Эти и другие подобные истории стали следствием изменений, произошедших в российской еврейской политике накануне I Мировой войне. Прежде еврей, крестившись, избавлялся от всех ограничений, в том числе связанных с военной службой, и мог дослужиться не только до офицерских, но и до генеральских чинов. Однако принятые в 1912 году новые «Правила о приеме в кадетские корпусы» закрыли доступ туда не только крещеным евреям, но даже сыновьям и внукам выкрестов. Такое ограничение ввели и в Военно-медицинской академии. Это выполнялось неукоснительно, в академию не приняли даже сына профессора А. Данилевского‚ крещеного еврея‚ который был начальником этой академии.
Новые ограничения касались не только военной сферы. Так, в июне 1912 г. Третья дума приняла закон о двадцати пяти стипендиях для студентов, изучающих медицину, но не предназначенных для лиц, «родившихся в иудейской вере».
Иными словами, если прежде еврейская политика русских властей носила религиозный характер, то в начале XX века она начинает, чем дальше, тем больше приобретать характер расовый - государство постепенно перестает видеть разницу между крещеными и некрещеными евреями.
Аналогичные изменения происходят в это время и в российском правом дискурсе (несомненно, влиявшем на государственную еврейскую политику) который начинает принимать отчетливо расовый характер. Красноречивым примером может служить судьба двух депутатов-кадетов, Михаила Герценштейна и Осипа Пергамента.
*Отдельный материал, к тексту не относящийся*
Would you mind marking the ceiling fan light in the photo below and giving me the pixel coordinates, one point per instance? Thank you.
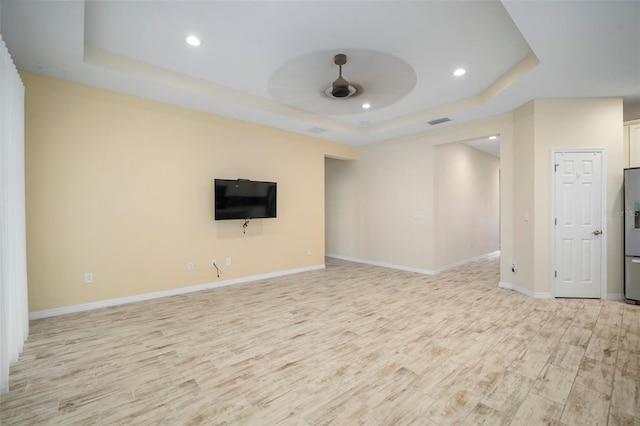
(340, 88)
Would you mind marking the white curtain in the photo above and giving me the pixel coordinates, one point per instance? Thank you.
(14, 311)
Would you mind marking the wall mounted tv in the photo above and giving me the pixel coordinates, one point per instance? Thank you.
(244, 199)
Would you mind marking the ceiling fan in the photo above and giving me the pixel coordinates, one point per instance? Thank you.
(341, 88)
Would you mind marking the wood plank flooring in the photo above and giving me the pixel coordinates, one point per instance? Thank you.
(352, 344)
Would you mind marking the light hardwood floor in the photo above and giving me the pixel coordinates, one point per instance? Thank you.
(352, 344)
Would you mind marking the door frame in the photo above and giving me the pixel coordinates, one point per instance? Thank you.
(603, 239)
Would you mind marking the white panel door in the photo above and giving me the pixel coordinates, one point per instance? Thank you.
(578, 224)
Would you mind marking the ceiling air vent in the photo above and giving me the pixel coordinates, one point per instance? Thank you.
(438, 121)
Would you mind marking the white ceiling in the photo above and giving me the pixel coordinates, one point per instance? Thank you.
(270, 62)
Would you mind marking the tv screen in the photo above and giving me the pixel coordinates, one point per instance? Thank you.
(244, 199)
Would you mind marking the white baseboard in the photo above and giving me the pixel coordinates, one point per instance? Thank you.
(486, 256)
(384, 265)
(164, 293)
(522, 290)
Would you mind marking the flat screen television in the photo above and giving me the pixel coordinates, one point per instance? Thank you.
(244, 199)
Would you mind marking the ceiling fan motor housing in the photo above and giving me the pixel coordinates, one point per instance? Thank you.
(340, 87)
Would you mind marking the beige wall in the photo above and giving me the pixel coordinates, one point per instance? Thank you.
(632, 112)
(523, 200)
(379, 194)
(467, 203)
(122, 187)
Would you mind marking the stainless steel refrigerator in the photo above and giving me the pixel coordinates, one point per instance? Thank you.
(632, 235)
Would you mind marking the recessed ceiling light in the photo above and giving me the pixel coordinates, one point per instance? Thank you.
(193, 41)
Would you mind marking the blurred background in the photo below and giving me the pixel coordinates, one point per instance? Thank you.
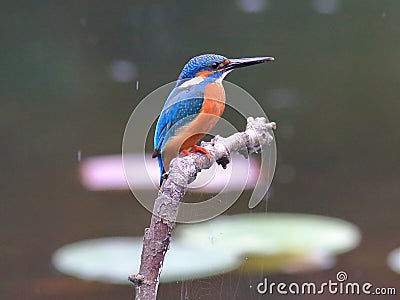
(73, 71)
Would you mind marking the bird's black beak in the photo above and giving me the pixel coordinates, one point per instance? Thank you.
(244, 62)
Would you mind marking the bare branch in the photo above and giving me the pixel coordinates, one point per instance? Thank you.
(183, 171)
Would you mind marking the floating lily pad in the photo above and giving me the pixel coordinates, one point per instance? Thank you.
(272, 234)
(394, 260)
(112, 259)
(289, 263)
(273, 241)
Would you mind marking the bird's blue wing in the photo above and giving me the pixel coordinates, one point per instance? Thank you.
(181, 107)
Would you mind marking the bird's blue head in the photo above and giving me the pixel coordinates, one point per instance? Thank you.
(215, 67)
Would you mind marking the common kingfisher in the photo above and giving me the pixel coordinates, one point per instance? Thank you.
(194, 106)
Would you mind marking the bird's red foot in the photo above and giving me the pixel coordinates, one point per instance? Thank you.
(202, 150)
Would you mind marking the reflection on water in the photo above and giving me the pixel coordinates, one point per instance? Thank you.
(65, 95)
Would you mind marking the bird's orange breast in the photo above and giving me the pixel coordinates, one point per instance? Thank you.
(214, 99)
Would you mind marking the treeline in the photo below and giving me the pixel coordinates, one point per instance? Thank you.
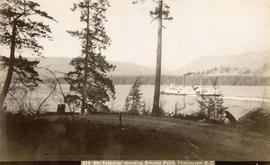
(196, 80)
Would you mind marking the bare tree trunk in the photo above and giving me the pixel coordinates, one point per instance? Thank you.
(156, 110)
(85, 64)
(10, 67)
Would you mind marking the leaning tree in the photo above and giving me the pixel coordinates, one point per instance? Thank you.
(161, 12)
(89, 84)
(20, 28)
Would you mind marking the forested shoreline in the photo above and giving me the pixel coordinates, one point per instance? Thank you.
(196, 80)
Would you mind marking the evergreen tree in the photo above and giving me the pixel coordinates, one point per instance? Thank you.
(19, 29)
(160, 13)
(134, 104)
(89, 83)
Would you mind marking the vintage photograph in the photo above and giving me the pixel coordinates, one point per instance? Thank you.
(134, 80)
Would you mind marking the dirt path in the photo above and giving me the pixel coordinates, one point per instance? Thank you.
(236, 142)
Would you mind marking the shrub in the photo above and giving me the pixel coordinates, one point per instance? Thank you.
(133, 104)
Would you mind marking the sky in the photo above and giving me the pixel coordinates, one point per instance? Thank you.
(199, 28)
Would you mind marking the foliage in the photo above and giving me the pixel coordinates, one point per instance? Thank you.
(257, 120)
(89, 84)
(23, 14)
(25, 72)
(133, 104)
(20, 27)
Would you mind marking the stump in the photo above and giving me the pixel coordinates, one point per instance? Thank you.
(61, 108)
(230, 117)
Герценштейн стал православным еще в 1887 году. Тем не менее, русские правые не видели разницы между ним и Максимом Винавером, отказавшимся креститься по принципиальным соображениям. Осип Пергамент, несмотря на крещение и брак с русской женщиной, так же до конца своих дней оставался для своих политических противников «Йоськой». Когда же он был избран депутатом Думы от Одессы, одесситы немедленно сочинили куплет:
Наш Йоселе Пергамент
Фур нахт парламент,
Ер ист дер гроссен фише
Унд танцт матчише.
Изменение российского правого дискурса, несомненно, частично было вызвано «тлетворным влиянием Запада». Не только русские левые (например, марксисты), но и правые охотно заимствовали идеи из Европы, где в те годы набирало силу расовое учение. Последовательным расистом был, к примеру, известный юдофоб Алексей Шмаков, утверждавший: «Вполне очевидно, что раса здесь играет первенствующую роль, что она должна быть основанием государственных мероприятий и что именно пренебрежение этим исходным элементом производило до сих пор европейские законодательства в самые странные заблуждения и порождало грозные опасности». Расистских взглядов придерживался так же психиатр Иван Сикорский, эксперт обвинения на процессе Бейлиса, назвавший убийство Ющинского «расовым мщением, или вендеттой сынов Иакова». Однако имеющиеся источники позволяют предположить, что, в гораздо большей степени, переход от религиозного дискурса к национально-расовому был вызван сугубо внутрироссийскими процессами.
Прежде всего, по сравнению с предыдущими эпохами качественно выросло количество русских евреев, принимающих крещение. В XX веке их стало так много, что Жаботинский называл это «нашим бытовым явлением», а историк Семен Дубнов – «эпидемией». Нельзя сказать, что никто из тех, кто менял религию, не руководствовался при этом религиозными соображениями. Однако подавляющее большинство евреев крестилось либо ради женитьбы на христианках (подобно упомянутым выше Герценштейну и Пергаменту»), либо «по убеждению» - в соответствие с шуткой гебраиста Хвольсона, который на вопрос, крестился ли он «по убеждению, неизменно отвечал «Я был убежден, что лучше занимать место профессора в Петербурге, чем место меламеда в Эйшишках». Богословские и канонические вопросы подавляющее большинство выкрестов совершенно не интересовали. В свою очередь, русские официальные лица, предлагавшие тому или иному еврею креститься, обычно рассматривали это как чисто деловое предложение, не заикаясь о каких-либо религиозных вопросах.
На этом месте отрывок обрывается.